INESI : Quelles peuvent être les modalités d’instauration d’une démocratie participative au Niger ?

SAS :  Pour restaurer la démocratie participative, il faut rendre le pouvoir au peuple à travers la Constitution car à l’heure actuelle le peuple est dépossédé de tout pouvoir, il est réduit à voter tous les 5 ans et sans moyens de contrôler directement ceux qui le représentent entre deux élections. Ce qui conduit à tous les abus que nous constatons au quotidien.

 

INESI : Faut-il repenser la démocratie et le système politique nigérien ? Faut-il rompre avec le multipartisme et la « transhumance politique » ? Que pensez-vous des concepts endogènes traditionnels ?

SAS :  Absolument il faut repenser cette fausse démocratie et tout le système politique avec des politiciens professionnels complotant au quotidien contre le peuple pour leur propre intérêt et la base de cette réforme inédite doit être la Constitution.

© Crédit photo : SeneNews

 

INESI : Quelles sont les mécanismes à instaurer pour moraliser la vie publique au Niger ?

SAS :  Pour moraliser la vie publique, il faut d’abord une obligation de transparence dans le financement des partis politiques, la rémunération du président, des ministres des députés et autres hauts responsables de l’Etat doit être plafonnée en dessous du million car comme on dit que quand on gagne comme le peuple, on légifère pour le peuple.  Ensuite, il faut interdire à tous ceux qui ont des contentieux avec la justice d’exercer une fonction politique. Il faut également plafonner les dons et de manière à empêcher la prise en otage des politiciens par les plus riches. Enfin, il faut donner au peuple la possibilité de contrôle les élus de façon à contrecarrer les conflits d’intérêts qui sont prégnantes.

 

INESI : L’armée doit-elle avoir un rôle primordial dans la politique nigérienne ?

SAS : L’armée avec le patriotisme et les valeurs civiques qu’elle cultive ne doit pas être en marge dans le processus de développement de notre pays. L’armée n’a pas vocation à faire de la politique mais elle a toute sa place dans l’édification d’un Etat moderne pas seulement en assurant la défense ou en faisant la guerre. C’est justement au peuple (pas les professionnels de la politique qui la verront toujours comme une menace) de définir les contours de la participation de l’armée dans la gestion de l’Etat.

© Crédit photo : CODESRIA

 

INESI : Que pensez-vous de la résurgence périodique de la question ethnique au Niger ?

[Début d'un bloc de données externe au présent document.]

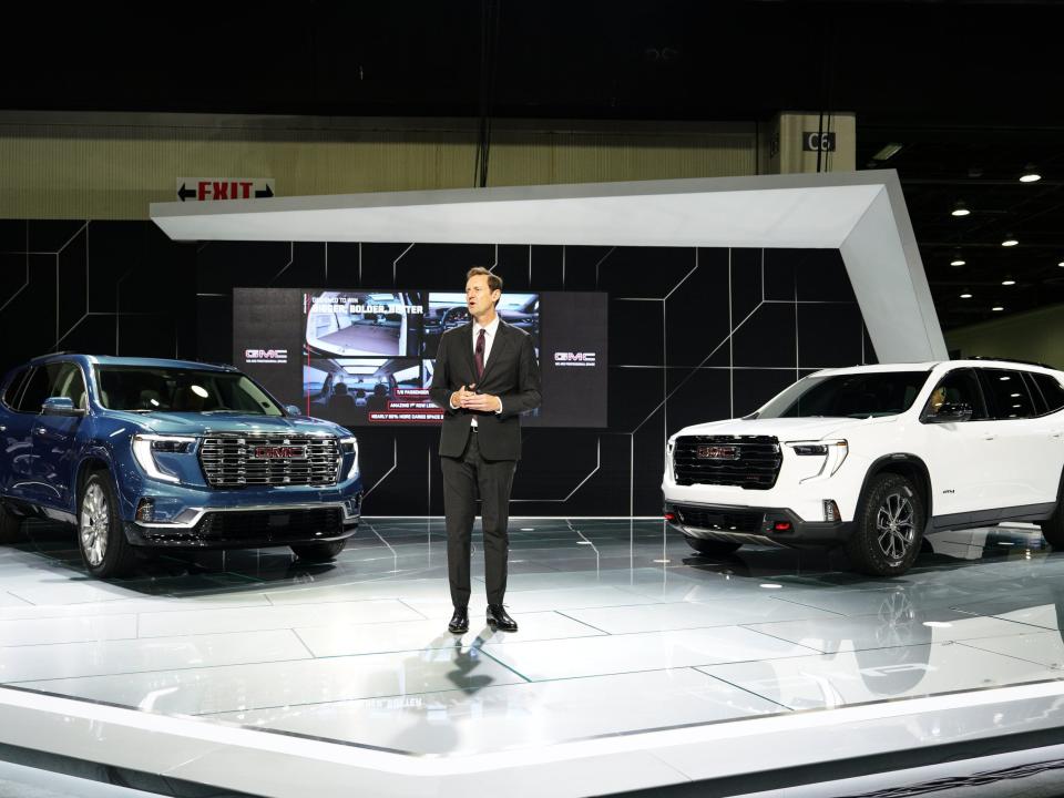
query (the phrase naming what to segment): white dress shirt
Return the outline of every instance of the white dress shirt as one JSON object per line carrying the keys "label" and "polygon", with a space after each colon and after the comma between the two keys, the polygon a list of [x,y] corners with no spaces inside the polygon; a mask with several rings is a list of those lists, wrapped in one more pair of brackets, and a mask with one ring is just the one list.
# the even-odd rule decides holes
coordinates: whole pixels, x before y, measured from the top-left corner
{"label": "white dress shirt", "polygon": [[[481,327],[479,321],[473,321],[473,362],[477,361],[477,339],[480,337],[480,331],[484,330],[484,370],[488,370],[488,358],[491,357],[491,345],[495,340],[495,332],[499,331],[499,315],[495,314],[495,318],[491,320],[491,324]],[[457,407],[451,405],[451,410],[458,410]],[[502,412],[502,399],[499,400],[499,409],[495,410],[495,413]],[[477,417],[473,416],[470,421],[472,427],[477,426]]]}

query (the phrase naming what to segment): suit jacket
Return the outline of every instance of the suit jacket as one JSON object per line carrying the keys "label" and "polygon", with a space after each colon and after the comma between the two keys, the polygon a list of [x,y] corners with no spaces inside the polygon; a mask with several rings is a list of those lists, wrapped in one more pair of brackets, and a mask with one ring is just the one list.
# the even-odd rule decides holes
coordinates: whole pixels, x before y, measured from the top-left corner
{"label": "suit jacket", "polygon": [[[452,410],[451,393],[472,383],[477,383],[477,392],[499,397],[502,412]],[[432,401],[446,411],[440,430],[441,456],[461,457],[471,434],[470,421],[475,416],[481,456],[485,460],[519,460],[521,413],[540,406],[540,365],[532,337],[499,319],[484,376],[477,379],[473,323],[448,330],[440,337],[429,392]]]}

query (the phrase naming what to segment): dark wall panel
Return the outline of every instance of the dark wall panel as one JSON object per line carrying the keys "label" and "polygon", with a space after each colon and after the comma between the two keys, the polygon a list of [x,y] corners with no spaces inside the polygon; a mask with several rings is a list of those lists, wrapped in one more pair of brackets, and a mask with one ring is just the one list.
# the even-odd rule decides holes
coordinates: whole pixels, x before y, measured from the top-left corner
{"label": "dark wall panel", "polygon": [[[0,221],[7,371],[57,349],[228,361],[235,287],[610,294],[608,427],[526,429],[515,515],[656,514],[665,439],[809,369],[874,361],[837,252],[175,243],[141,222]],[[438,431],[359,429],[370,514],[443,511]]]}

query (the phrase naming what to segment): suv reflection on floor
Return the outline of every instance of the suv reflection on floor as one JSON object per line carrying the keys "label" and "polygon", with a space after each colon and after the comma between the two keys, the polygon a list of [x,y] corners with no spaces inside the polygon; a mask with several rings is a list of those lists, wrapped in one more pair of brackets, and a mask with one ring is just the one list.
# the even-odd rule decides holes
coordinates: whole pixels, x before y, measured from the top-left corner
{"label": "suv reflection on floor", "polygon": [[1006,360],[818,371],[668,440],[665,519],[703,554],[843,545],[904,573],[930,531],[1027,521],[1064,548],[1064,374]]}
{"label": "suv reflection on floor", "polygon": [[358,442],[228,366],[52,355],[0,383],[0,543],[75,524],[90,573],[145,548],[335,557],[361,511]]}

SAS :  C’est une évidence que certains politiciens font recours à ces arguments moyenâgeux pour  parvenir à leur fin, c’est-à-dire obtenir un mandat. Seulement, c’est à la fois une véritable bassesse et une trahison envers sa patrie en contribuant à diviser le peuple qu’on a l’obligation d’unir pour une unité d’action car la force réside indéniablement dans l’union de tous les enfants d’un pays au nom d’un intérêt général.

© Crédit photo : Daniel Chabanier

INESI : Quelle est votre analyse des présidentielles à venir ?

SAS :  Les élections de 2021 marqueront sans aucun doute le passage du témoin d’un civil à un autre pour la première fois dans notre pays. L’importance de l’évènement devrait motiver le pouvoir en place à créer les conditions de totale transparence et de sérénité dans le déroulement du processus. Malheureusement, le pouvoir est plus préoccupé à mettre au point une stratégie pour garder le pouvoir dans son camp en occultant totalement ce qui pourrait résulter après les élections et ses conséquences désastreuses qu’un processus bâclé pourrait générer au grand préjudice de notre pays. A mon avis, tout est possible même si on a l’impression que le jeu est verrouillé car le peuple est de plus en plus conscient des grands enjeux qu’il y a derrière les élections au vu de ce qu’il a traversé durant cette décennie.